Pencapaian dan keunggulan umat Muslim di bidang ilmu kimia telah mengantarkan mereka menjadi para ilmuwan yang mampu menginovasi jenis racikan obat baru yang tak pernah ada sebelumnya. Mereka meracik obat-obatan itu dan mengelaborasinya dengan obat-obatan yang pernah dikenal sebelumnya dari khazanah obat-obatan India dan Yunani. Hal ini, menjadikan mereka ikut serta dalam inovasi ilmu farmasi dan memberikan andil besar di dalamnya.
Ilmu farmasi adalah ilmu kuno yang menyuguhkan pengetahuan herbal dan berbagai macam tumbuhan medik. Pada proses pencarian sumber makanan, manusia zaman dulu memulai pengetahuan mereka tentang herbal dan tumbuhan medik. Mereka meramu dan meracik berbagai macam bahan herbal dan tumbuhan medik, merasakan khasiat dan daya guna ramuan dan racikan itu sebagai awal mula pengetahuan dalam ilmu pengobatan.
Pengetahuan tentang obat-obatan dikembangkan oleh bangsa-bangsa kuno seperti Babilonia, Asyiria, Cina, India dan Mesir. Kemudian bangsa Yunani mengembangkan ilmu farmasi dengan baik dan mulai mengikis unsur kesakralannya, menjadi lebih logis dan ilmiah. Setelah Yunani, giliran kaum Muslimin yang tampil dalam pentas peradaban dunia.
Sumbangsih Ulama Muslim dalam Ilmu Farmasi
Para ilmuwan Muslim adalah pihak yang pertama kali menginovasi “Syrab”, yaitu minuman manis yang disarikan dari buah pohon Karnab dan dicampur gula. Inovasi ini kemudian diadopsi oleh bangsa Barat, yang hingga hari ini populer dengan istilah “Syrup”. Para ilmuwan Muslim juga terbilang sebagai pihak yang pertama kali membalut obat-obatan yang rasanya pahit dengan balutan dari bahan gula, agar si pasien dapat meminum obat dengan tanpa rasa pahit.

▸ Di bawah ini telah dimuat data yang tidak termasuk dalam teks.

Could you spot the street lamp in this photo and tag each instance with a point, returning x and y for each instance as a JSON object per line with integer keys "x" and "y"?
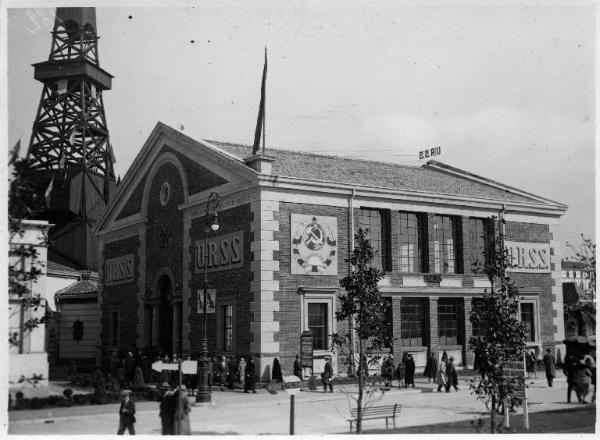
{"x": 211, "y": 225}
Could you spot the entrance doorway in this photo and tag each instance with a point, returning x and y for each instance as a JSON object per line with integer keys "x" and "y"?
{"x": 165, "y": 321}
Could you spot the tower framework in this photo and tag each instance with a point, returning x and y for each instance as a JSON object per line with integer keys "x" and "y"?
{"x": 70, "y": 149}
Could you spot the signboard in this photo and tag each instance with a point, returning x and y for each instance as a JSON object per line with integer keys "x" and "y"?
{"x": 313, "y": 245}
{"x": 528, "y": 257}
{"x": 515, "y": 368}
{"x": 430, "y": 152}
{"x": 224, "y": 252}
{"x": 211, "y": 301}
{"x": 118, "y": 270}
{"x": 306, "y": 349}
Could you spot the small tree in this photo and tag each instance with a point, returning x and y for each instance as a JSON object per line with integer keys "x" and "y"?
{"x": 363, "y": 302}
{"x": 503, "y": 337}
{"x": 23, "y": 269}
{"x": 584, "y": 310}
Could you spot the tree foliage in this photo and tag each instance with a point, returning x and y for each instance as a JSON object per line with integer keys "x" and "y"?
{"x": 363, "y": 305}
{"x": 24, "y": 203}
{"x": 584, "y": 310}
{"x": 503, "y": 337}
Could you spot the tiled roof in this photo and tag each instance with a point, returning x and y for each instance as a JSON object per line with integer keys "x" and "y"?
{"x": 337, "y": 169}
{"x": 80, "y": 288}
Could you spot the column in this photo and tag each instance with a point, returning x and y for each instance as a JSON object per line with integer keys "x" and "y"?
{"x": 468, "y": 355}
{"x": 155, "y": 324}
{"x": 396, "y": 327}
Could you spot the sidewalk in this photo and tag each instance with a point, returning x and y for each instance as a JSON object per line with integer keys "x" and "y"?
{"x": 234, "y": 412}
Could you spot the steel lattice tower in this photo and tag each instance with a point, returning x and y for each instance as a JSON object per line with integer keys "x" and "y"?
{"x": 69, "y": 148}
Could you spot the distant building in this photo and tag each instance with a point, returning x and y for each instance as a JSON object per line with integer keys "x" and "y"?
{"x": 287, "y": 223}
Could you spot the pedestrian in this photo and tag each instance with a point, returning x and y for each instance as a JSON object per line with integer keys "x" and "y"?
{"x": 277, "y": 375}
{"x": 231, "y": 370}
{"x": 387, "y": 370}
{"x": 431, "y": 367}
{"x": 327, "y": 375}
{"x": 250, "y": 375}
{"x": 399, "y": 374}
{"x": 222, "y": 372}
{"x": 549, "y": 366}
{"x": 126, "y": 414}
{"x": 441, "y": 376}
{"x": 409, "y": 372}
{"x": 451, "y": 376}
{"x": 569, "y": 369}
{"x": 242, "y": 372}
{"x": 181, "y": 418}
{"x": 167, "y": 411}
{"x": 583, "y": 378}
{"x": 591, "y": 364}
{"x": 298, "y": 367}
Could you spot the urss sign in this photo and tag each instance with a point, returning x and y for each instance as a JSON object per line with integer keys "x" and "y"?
{"x": 528, "y": 257}
{"x": 118, "y": 270}
{"x": 223, "y": 252}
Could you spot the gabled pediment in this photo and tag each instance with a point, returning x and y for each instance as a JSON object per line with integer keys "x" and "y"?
{"x": 202, "y": 166}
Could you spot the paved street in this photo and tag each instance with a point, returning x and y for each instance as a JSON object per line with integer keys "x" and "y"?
{"x": 264, "y": 413}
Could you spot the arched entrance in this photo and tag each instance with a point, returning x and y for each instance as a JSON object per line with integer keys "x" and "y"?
{"x": 165, "y": 321}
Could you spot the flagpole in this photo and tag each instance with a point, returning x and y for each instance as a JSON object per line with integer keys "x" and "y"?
{"x": 265, "y": 106}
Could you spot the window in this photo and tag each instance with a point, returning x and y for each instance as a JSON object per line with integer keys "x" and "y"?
{"x": 479, "y": 329}
{"x": 412, "y": 242}
{"x": 227, "y": 314}
{"x": 412, "y": 322}
{"x": 446, "y": 244}
{"x": 114, "y": 328}
{"x": 448, "y": 317}
{"x": 527, "y": 318}
{"x": 377, "y": 223}
{"x": 317, "y": 324}
{"x": 479, "y": 244}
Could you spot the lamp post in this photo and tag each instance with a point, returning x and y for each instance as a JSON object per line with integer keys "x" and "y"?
{"x": 211, "y": 225}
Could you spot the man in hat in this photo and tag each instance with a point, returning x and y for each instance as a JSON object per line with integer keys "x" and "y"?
{"x": 327, "y": 375}
{"x": 126, "y": 414}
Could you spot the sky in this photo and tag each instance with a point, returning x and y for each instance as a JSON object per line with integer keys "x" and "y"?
{"x": 505, "y": 89}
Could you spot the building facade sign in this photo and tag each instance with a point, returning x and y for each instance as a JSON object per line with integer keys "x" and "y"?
{"x": 314, "y": 245}
{"x": 119, "y": 270}
{"x": 224, "y": 252}
{"x": 528, "y": 257}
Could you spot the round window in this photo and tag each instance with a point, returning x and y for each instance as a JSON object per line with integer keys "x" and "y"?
{"x": 165, "y": 193}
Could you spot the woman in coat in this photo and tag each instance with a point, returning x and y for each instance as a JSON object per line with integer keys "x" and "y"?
{"x": 250, "y": 376}
{"x": 441, "y": 376}
{"x": 409, "y": 374}
{"x": 181, "y": 425}
{"x": 549, "y": 366}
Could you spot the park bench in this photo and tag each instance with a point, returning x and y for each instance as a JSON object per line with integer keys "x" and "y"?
{"x": 377, "y": 412}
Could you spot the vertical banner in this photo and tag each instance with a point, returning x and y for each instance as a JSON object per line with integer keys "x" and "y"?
{"x": 211, "y": 301}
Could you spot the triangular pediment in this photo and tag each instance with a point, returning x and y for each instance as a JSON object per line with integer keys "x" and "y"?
{"x": 202, "y": 166}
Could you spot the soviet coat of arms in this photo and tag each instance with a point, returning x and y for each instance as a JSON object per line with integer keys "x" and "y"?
{"x": 314, "y": 245}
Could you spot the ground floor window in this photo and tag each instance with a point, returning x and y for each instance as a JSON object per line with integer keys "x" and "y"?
{"x": 227, "y": 313}
{"x": 318, "y": 310}
{"x": 448, "y": 321}
{"x": 528, "y": 319}
{"x": 412, "y": 322}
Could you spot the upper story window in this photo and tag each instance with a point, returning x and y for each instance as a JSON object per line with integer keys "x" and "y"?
{"x": 479, "y": 244}
{"x": 412, "y": 240}
{"x": 377, "y": 225}
{"x": 446, "y": 246}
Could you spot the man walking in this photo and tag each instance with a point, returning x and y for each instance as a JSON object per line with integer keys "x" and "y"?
{"x": 126, "y": 414}
{"x": 550, "y": 366}
{"x": 327, "y": 375}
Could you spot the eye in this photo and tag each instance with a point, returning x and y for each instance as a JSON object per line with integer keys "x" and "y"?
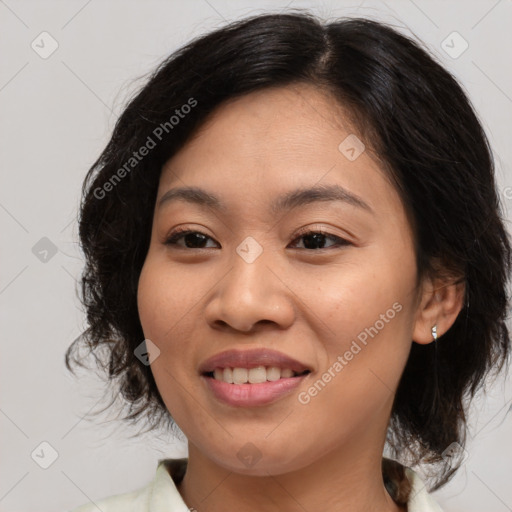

Para dokter muslim juga lihai dalam membuat serta merakit berbagai perban, obat bubuk, dan salep. Mereka telah sampai kepada pembuatan salep yang bisa mengering seperti salep-salep luka modern. Mereka menyimpan intisari ide serta hasil eksperimen mereka dalam buku khusus yang diberi nama “al-Aqrabadzin”, yang kemudian hari disebarluaskan dengan nama “Wasail Syafiha” (wasilah penyembuhan), yang sudah bisa dipakai dan dimanfaatkan semua orang.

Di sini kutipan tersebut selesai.